The display medium in the virtual world will no longer be a single flat surface, and the display range will not be limited. The design freedom at this point is extremely high, and the three-dimensional icons are more recognizable in the virtual environment but also combined with a three-dimensional environment that is more realistic for the user to experience when touching or clicking. A comparison of the behavioral ratios of the four major components of the VR classroom and the traditional classroom is shown in Figure 8.

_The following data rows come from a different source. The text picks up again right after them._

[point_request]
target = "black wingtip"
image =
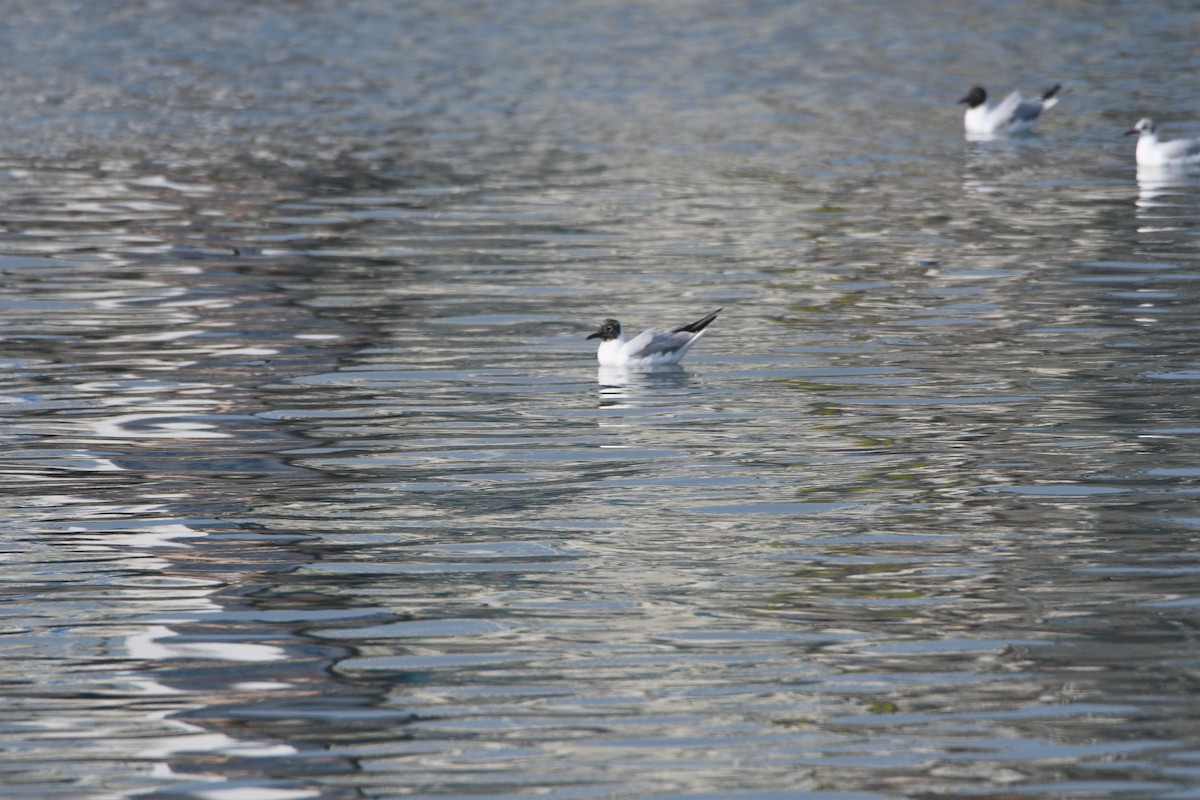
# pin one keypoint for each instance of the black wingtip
(701, 324)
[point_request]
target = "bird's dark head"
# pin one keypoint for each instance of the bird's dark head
(610, 329)
(977, 96)
(1144, 124)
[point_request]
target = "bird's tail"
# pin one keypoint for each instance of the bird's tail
(700, 324)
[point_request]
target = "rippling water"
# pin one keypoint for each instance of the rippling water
(315, 489)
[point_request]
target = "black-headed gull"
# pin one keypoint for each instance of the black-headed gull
(1152, 152)
(1014, 114)
(649, 349)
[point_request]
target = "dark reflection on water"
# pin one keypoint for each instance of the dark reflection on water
(315, 489)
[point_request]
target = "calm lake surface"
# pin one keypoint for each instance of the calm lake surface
(312, 488)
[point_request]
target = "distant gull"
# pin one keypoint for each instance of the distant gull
(1014, 114)
(649, 349)
(1152, 152)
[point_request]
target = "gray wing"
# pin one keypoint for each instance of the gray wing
(652, 343)
(1006, 109)
(1027, 110)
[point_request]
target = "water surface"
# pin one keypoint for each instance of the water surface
(315, 488)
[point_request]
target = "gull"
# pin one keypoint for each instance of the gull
(649, 349)
(1152, 152)
(1014, 114)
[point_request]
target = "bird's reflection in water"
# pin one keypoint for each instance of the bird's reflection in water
(621, 388)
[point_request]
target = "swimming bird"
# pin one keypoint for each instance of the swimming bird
(1014, 114)
(1152, 152)
(649, 349)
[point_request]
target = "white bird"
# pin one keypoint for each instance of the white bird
(649, 349)
(1152, 152)
(1014, 114)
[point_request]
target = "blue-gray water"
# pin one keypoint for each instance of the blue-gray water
(312, 489)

Based on the analysis, it can be concluded that before the teaching experiment, the students’ motivation level was average and did not show significant passion. After one semester of the teaching experiment, students’ overall motivation to learn produced a significant increase, indicating that the immersive virtual reality-based classroom was able to stimulate students’ interest in learning. There was some improvement in student attention dimensions compared to the traditional teaching approach, but the variability change in the pre-post test comparison was not as large as the pre-post change in the experimental group. In summary, it shows that the virtual reality-based classroom is more capable of increasing students’ interest in learning than the traditional teaching classroom.

5. Conclusion

This paper presents a virtual reality-based interactive learning system for secondary school students based on the principles of virtual reality technology and combines various design theories to analyze and organize the virtual reality interaction in the Civics course in the big data environment, find teaching problems, and then transform the problems into design ideas. Through the application development and design of the biology learning module for secondary school students as an example and usability evaluation and testing to verify the usability and applicability of the system in secondary school students learning, virtual reality technology has a variety of innovative forms of interaction, most of which have serious technical barriers, and virtual reality where this technology has not yet been perfected also has greater development space, for the development of interactive experience form has also a significant role; perhaps in the future, these unachievable forms of interaction can become a reality. Based on a variety of design theories and technology exploration, the system’s design methods and design principles are proposed based on theories of ergonomics, human-computer interaction, user experience, and immersive learning by analyzing and organizing the needs in the Civics course learning in-depth; the interactive learning system for students in the virtual reality context in this topic integrates sound, images, animation, audio, and rich 3D models and other multimedia learning resources and presents these learning resources in the form of virtual reality in front of students. The high degree of immersion and rich interactive forms provide students with a high-tech teaching mode, fully demonstrating the advantages of virtual reality in future education.

Data Availability

The data used to support the findings of this study are included within the article.

Conflicts of Interest

The authors declare that they have no conflicts of interest.